For “noodle”, there were flour making demonstrations — an ode both to the most famous export of Jia’s native Shanxi province and the industry through which the Rong family acquired its wealth. For “surface”, panel discussions into the impact of urbanization on rural culture. For “meeting”, eight video interviews that presented contemporary city residents with the reflections of Shanghainese stretching back to the 1930s.
Those not fortunate enough to receive a golden ticket could tune into a live stream of the event through Prada’s WeChat Mini Program — 200,000 thousand people did so according to Prada — further proof of international luxury houses embracing a medium whose primacy for engaging Chinese audiences has grown exponentially in 2020.

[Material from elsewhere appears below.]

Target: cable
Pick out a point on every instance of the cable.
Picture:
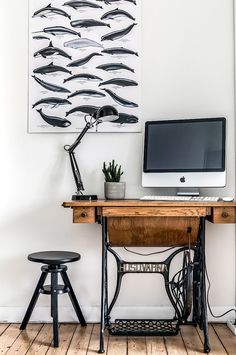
(208, 303)
(156, 252)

Prada Mode Shanghai represents a broader push by luxury brands into China’s experience economy by way of staging art exhibitions. In 2018, Louis Vuitton held the selfie-centric “Volez, Voguez, Voyage,” exhibition in Shanghai. Gucci followed with “The Artist is Present” at the city’s Yuz Museum and Chanel’s Mademoiselle Privé landed at West Bund Art Centre in 2019.
The aim is to deepen connections with China’s digitally native Millennials and Gen Zers by holding events that help brands distinguish themselves in a fiercely competitive marketplace. “Art exhibitions and events have become a type of social currency,” says Chris Yeung, a Senior Planning Manager at Hudson Rouge Shanghai, “[young consumers] see luxury brands as more than just products and services, they are a means of curating a better self and offering a more positive and meaningful lifestyle.”
The risk for fashion houses is that ill-conceived crossover exhibitions appear to the world’s most powerful group of luxury consumers as marketing gimmicks. To succeed, brands must blend art and culture into a commercial context with the appropriate cultural sensitivity and deference, says Katana Beijing, a digital consultancy with expertise in luxury.
“Prada connects with their Chinese audience through a clever and considered cultural dialogue and Rong Zhai is the perfect platform combining the brand’s own cultural heritage with the right Chinese touch, an understanding and respect for Chinese cultural heritage.”
Prada Mode Shanghai may have been more exclusive than most crossover art exhibitions hosted by fashion houses in China, but the social buzz it generated by gathering some of the city’s most influential young personalities means it’s a model likely to endure.